While I do think TLA+ is relatively easy to pick up (especially compared to Isabelle or Coq), and I think it's pretty awesome, I'm hesitant to say it's as "easy to pick up as Python". You need a basic understanding of set theory and state machines to even get started, and more advanced concepts like algorithm refinement to get into the really useful juicy stuff.

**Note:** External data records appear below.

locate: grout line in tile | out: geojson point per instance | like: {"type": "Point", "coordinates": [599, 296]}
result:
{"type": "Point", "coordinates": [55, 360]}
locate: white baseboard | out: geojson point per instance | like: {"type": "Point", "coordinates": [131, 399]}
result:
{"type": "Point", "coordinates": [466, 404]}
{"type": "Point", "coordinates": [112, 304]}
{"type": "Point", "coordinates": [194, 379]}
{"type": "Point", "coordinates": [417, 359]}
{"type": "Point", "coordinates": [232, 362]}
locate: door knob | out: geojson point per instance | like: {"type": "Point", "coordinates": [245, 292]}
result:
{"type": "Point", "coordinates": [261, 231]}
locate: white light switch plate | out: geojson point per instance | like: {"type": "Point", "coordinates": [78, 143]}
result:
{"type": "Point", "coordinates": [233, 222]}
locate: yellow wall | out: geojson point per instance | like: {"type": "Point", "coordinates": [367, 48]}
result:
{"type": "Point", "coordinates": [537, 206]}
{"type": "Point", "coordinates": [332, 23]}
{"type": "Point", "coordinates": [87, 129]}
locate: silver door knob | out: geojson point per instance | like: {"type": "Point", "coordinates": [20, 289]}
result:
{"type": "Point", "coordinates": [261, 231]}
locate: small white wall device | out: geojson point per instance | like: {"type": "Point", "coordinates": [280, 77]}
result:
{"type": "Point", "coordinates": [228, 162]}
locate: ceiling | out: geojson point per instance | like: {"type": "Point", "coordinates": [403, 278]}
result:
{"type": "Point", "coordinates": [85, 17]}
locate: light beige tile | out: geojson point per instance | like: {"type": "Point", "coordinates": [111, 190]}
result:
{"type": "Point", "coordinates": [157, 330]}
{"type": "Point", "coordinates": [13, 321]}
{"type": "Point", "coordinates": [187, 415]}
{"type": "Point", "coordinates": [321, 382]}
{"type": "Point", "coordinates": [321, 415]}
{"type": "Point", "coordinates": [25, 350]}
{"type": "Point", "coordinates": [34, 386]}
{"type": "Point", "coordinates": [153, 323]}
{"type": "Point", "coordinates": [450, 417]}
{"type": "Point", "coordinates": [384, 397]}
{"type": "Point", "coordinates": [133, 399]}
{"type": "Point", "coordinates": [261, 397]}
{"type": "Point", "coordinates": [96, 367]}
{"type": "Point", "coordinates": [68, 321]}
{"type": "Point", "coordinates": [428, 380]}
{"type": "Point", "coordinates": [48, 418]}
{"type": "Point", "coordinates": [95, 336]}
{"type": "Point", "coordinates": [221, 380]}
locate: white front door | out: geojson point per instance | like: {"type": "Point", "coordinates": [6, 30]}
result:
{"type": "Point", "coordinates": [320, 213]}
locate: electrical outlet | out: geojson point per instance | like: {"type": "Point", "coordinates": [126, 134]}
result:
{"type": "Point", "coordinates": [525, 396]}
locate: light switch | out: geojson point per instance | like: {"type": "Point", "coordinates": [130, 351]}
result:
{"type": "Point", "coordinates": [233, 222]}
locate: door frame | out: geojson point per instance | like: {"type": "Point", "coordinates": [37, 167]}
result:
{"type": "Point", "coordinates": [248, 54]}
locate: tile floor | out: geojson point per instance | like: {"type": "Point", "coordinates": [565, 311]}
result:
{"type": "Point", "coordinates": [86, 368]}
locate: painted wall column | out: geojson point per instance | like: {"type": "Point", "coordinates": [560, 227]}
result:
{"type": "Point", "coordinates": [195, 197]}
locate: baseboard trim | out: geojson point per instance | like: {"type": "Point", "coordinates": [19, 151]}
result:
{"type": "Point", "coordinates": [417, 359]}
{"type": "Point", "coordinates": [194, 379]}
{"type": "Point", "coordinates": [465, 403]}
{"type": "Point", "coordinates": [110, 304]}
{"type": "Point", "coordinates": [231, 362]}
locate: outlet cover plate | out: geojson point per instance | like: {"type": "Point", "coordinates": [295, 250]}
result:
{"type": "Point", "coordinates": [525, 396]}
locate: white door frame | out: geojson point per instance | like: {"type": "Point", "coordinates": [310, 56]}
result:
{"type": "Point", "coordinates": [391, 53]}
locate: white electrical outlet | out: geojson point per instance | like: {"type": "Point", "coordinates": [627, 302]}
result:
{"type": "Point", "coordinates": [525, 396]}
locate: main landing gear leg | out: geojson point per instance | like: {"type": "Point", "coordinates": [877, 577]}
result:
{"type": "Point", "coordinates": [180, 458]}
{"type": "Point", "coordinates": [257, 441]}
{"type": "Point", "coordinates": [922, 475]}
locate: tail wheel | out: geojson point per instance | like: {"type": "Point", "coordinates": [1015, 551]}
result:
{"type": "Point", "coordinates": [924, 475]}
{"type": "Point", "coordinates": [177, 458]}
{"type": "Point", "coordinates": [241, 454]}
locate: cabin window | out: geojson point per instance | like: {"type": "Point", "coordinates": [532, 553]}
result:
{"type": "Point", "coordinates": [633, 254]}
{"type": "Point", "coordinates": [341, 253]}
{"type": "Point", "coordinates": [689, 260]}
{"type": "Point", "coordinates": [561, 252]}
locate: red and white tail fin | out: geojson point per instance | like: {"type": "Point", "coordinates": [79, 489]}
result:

When I've tried to push TLA+ at work, the mathey syntax is usually a non-starter for most of my engineering colleagues. I don't think my coworkers are stupid by any stretch, but they are decidedly uninterested in re-learning any discrete math (if they ever learned it in the first place, which isn't a guarantee). For an engineer LARPing as an academic like me, TLA+'s notation isn't really hard at all, but I will often forget that most engineers only think in code.
Would they be interested in Quint?[0] If I understand correctly, Quint is very similar to TLA+, but with a more "code-looking" notation. And it has some nice dev tooling, like an LSP, which also lowers the barrier to entry.
It’s still an uphill battle, because the comparison to unit tests always comes up, and I have to explain how they’re not equivalent.
My impression is that it’s far from a magic bullet. Writing formal specs is basically like writing the code/tests just differently. And the more it covers the more it becomes the same thing. And it suffers from the same problems.
My conclusion every time was that the code itself is the formal spec and the formal spec is the code.
By analogy with construction, the code is both the building and the blueprint.
Yes you can end up with tautological specs, where it's more or less a copy of the code. E.g. you aren't going to benefit much from formally verifying `max()`.
But there are many many cases where the formal specification is much much simpler and more obviously correct than the actual code. The classic examples are:
* Any kind of encoding / decoding transformation has the property `decode(encode(x)) == x`.
* Sorting: any sorting algorithm should result in a sorted array (forall i, j: i < j --> array[i] <= array[j])
FORALL paths P from A to B:
|shortestPath(A,B)| <= |P|
And with software you can just do an update if something is found later. Not a big deal usually. There are exceptions of course. With hardware things get more expensive. But still, judging from the state of e.g. most bluetooth and other hardware I've ever owned, the barrier of good enough is pretty low there too. Mostly things work and you can usually work around minor issues when they don't.
Some, software justifies/requires going above and beyond doing testing. Especially if it controls critical hardware. I've never worked on such stuff. And even there the notion of releasing often and breaking stuff by testing it seems to be catching on. For example SpaceX is doing agile rocket development. They launch starship every few months until they get it reliable enough to launch things into orbit.
Some problems specify well. A database is an example. A spec for a database can be written in terms of exhaustive search, running the query against everything. Now show that an efficient database yields the same output.